Jonathan Daniel / Getty Images Sport / Getty

The Major League Baseball Players Association announced earlier this week that media members won't be allowed at the union's free-agent training camp in Bradenton, Fla., and it doesn't look like front-office executives are welcome at IMG Academy, either.

On Wednesday, a general manager's special assistant was asked to leave a workout of unsigned free agents, according to an anonymous club executive, who added that the individual was escorted off the premises.

"I cannot believe the players wouldn't want scouts at their workout to see who's in shape," the club executive told Ken Rosenthal of The Athletic.

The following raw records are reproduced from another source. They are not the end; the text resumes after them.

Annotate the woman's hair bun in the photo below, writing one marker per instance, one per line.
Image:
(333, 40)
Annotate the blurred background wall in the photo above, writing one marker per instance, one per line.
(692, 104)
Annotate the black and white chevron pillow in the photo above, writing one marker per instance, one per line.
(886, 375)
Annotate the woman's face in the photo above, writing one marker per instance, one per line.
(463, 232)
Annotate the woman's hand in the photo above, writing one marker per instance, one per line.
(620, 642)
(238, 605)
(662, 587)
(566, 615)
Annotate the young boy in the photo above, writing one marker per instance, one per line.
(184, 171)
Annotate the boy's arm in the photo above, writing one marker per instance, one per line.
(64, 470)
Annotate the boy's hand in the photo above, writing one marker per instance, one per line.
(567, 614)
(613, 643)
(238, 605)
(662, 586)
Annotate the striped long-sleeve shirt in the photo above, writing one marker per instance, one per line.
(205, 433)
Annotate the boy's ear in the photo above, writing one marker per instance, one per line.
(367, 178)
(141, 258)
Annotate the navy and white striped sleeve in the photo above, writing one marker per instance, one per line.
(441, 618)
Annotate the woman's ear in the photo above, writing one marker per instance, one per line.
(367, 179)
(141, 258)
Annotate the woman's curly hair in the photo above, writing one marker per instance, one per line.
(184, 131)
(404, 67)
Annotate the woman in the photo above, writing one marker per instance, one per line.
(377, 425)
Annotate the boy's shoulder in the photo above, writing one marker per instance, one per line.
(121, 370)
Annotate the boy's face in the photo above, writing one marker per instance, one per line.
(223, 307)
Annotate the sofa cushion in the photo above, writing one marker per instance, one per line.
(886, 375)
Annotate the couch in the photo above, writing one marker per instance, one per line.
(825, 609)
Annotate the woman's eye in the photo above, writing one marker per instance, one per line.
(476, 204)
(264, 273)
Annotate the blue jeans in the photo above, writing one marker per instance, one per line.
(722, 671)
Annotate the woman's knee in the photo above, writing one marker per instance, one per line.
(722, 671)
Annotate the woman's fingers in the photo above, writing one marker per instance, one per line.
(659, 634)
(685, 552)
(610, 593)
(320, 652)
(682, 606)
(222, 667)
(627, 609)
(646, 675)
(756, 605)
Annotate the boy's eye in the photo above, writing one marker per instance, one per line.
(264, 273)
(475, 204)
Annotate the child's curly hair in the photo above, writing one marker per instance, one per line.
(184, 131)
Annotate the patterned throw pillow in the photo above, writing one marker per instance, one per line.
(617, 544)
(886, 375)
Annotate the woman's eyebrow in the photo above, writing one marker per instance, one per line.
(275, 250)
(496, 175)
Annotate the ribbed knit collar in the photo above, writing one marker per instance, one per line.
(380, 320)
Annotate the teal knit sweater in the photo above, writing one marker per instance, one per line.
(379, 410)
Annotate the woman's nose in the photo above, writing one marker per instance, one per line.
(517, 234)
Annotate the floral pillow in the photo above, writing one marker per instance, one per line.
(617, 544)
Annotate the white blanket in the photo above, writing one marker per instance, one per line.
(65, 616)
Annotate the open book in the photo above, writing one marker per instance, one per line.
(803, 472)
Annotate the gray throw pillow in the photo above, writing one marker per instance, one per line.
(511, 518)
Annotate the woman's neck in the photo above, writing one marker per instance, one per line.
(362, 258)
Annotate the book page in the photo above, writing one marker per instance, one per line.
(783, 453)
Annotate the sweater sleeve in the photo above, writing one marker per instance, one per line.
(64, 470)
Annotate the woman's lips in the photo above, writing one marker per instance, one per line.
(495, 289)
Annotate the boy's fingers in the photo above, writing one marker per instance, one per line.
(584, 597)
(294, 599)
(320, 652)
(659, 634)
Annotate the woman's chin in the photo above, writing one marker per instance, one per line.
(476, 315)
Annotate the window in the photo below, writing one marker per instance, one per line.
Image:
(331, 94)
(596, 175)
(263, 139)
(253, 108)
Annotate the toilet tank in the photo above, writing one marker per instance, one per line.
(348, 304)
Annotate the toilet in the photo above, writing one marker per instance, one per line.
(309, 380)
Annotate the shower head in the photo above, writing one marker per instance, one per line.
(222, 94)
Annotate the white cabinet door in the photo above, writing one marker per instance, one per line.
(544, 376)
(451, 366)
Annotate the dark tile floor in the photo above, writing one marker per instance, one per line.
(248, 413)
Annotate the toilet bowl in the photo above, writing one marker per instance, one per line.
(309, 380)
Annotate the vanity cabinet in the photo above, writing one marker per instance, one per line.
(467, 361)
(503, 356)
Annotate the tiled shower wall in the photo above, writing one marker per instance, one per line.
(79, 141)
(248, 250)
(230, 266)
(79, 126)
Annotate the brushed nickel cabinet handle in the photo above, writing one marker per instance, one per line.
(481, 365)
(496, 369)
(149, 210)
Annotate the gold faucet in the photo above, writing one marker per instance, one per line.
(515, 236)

Related: MLBPA director of communications resigns after 19 years

Official workouts at the camp - the first engineered by the players' union for unsigned free agents since 1995 - began Wednesday under the supervision of former Houston Astros manager Bo Porter, and the site is expected to remain open until March 4 (though, based on attendance, it could stay open until the end of the month).

Currently, more than 100 free agents remain unsigned, and "upwards of about 30" major-league players were in attendance Wednesday, according to MLBPA executive director Tony Clark.

It's not clear which players are working out at the camp, though no Scott Boras clients - J.D. Martinez, Eric Hosmer, Jake Arrieta, Carlos Gonzalez, Carlos Gomez, and Greg Holland, for example - are expected to attend.

"The expectation is that some guys will come in later, some may drop off," Clark told Bill Shaikin of the Los Angeles Times. "Obviously, the hope is that there aren't any guys here in the very near future. It's unfortunate that we are providing the opportunity for guys to get themselves ready for the season, as a result of not having the opportunity to get to camp themselves."